Purpose: : We previously characterized an RPE lipofuscin fluorophore, all–trans–retinal dimer–phosphatidylethanolamine (ATR dimer–PE), with UV–visible absorbance maxima at 285 and 506 nm. It forms in outer segments when two all–trans–retinal condense and then form a Schiff base with PE. Pigments with UV–visible absorbances corresponding to ATR dimer–PE were detected in eye cups of Abca4/Abcr mice and human RPE. We report the detection of the related compounds – ATR dimer and ATR dimer–ethanolamine (ATR dimer–E).

Methods: : Human RPE cells and ABCR ^–/– mice eyecups were homogenized, extracted with CHCl₃/methanol and analyzed by HPLC using photodiode array and fluorescence detection and coinjection of authentic samples.
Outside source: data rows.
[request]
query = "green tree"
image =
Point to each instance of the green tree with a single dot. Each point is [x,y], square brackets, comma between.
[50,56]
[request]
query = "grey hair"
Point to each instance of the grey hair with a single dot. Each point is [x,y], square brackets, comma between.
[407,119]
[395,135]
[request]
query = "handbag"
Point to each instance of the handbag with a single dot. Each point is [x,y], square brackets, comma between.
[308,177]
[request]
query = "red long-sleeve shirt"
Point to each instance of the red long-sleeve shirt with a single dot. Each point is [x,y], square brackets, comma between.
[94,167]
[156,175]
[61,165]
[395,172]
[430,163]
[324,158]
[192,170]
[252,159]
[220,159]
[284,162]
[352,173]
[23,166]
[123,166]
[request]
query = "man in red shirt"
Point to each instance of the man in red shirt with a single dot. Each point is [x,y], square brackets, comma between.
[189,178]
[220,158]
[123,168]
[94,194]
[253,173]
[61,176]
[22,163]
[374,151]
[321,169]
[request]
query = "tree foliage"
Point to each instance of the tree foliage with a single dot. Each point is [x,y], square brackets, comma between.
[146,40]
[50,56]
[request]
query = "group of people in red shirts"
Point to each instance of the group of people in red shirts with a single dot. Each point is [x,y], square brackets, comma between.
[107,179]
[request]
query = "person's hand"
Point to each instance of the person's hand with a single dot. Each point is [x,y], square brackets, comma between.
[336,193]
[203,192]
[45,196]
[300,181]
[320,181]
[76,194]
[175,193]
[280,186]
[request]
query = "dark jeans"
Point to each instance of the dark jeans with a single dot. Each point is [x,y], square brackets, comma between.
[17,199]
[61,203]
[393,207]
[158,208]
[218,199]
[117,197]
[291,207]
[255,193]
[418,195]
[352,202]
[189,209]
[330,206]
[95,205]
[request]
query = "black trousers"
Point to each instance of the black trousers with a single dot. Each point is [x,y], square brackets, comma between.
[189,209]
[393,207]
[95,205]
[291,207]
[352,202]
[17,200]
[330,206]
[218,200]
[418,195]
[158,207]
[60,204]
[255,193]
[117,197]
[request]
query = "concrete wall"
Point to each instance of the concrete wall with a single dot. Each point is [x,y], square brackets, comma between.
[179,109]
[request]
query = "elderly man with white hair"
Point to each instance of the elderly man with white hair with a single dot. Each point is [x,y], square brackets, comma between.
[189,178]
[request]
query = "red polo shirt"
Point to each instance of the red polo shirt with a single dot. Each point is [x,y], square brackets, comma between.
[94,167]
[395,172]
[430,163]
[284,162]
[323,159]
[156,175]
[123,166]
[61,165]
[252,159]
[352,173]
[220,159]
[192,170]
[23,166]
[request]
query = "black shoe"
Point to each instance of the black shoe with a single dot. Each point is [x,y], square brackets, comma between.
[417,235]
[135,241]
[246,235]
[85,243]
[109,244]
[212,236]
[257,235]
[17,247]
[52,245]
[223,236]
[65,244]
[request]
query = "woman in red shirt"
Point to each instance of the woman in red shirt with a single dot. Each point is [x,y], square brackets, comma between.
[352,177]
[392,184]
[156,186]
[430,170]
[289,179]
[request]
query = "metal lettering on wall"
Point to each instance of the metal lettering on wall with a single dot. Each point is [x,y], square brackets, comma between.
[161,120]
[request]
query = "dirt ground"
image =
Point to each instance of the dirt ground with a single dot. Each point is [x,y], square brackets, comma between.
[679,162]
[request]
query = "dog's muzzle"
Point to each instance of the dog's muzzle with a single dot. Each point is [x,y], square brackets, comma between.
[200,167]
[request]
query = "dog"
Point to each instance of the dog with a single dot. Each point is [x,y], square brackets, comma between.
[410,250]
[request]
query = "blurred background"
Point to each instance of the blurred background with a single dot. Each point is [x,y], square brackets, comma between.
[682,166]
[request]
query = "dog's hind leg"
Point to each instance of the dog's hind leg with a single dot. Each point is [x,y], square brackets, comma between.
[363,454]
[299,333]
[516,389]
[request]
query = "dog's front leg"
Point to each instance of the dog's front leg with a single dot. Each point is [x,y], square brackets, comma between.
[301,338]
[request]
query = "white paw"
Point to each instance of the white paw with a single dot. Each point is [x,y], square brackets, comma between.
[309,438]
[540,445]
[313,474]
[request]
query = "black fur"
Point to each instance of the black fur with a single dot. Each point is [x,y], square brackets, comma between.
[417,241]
Results: : ATR dimer (max: 285, 430 nm) and ATR dimer–E (max: 285, 503 nm) were detected in reaction mixtures prepared for biomimetic synthesis of A2E. A2E formation was favored, the amounts of A2E generated being approximately 10 fold greater than ATR dimer and ATR dimer–E. ATR dimer and ATR dimer–PE were identified in RPE from elderly human donors and in eyecups of ABCR ^–/– mice. ATR dimer–E, the hydrolysis product of ATR dimer–PE was also identified in ABCR ^–/– mice eye cups. With reverse phase columns, ATR dimer–E exhibited a retention time that was very similar to iso–A2E, a cis–isomer of A2E. As a result, the iso–A2E and ATR dimer–E peaks overlapped. Due to their lipophilicity, ATR dimer and ATR dimer–PE exhibited retention times that were considerably longer than A2E. ATR dimer and conjugates did not reach detectable levels in young human eyes. Interconversion between ATR dimer and its ethanloamine and PE conjugates, likely depends on the protonation/deprotonation capacity of the solvent. ATR dimer and its conjugates were not detected in young human eyes.

Conclusions: : Lipofuscin fluorophores that accumulate in RPE cells form in large part from reactions of visual cycle retinoids. In addition to A2E, iso–A2E, minor cis–isomers of A2E and photooxidation products of A2E, other peaks in HPLC profiles generated to analyze RPE lipofuscin, are attributable to ATR dimer, ATR dimer–PE and its phosphate cleavage product ATR dimer–E.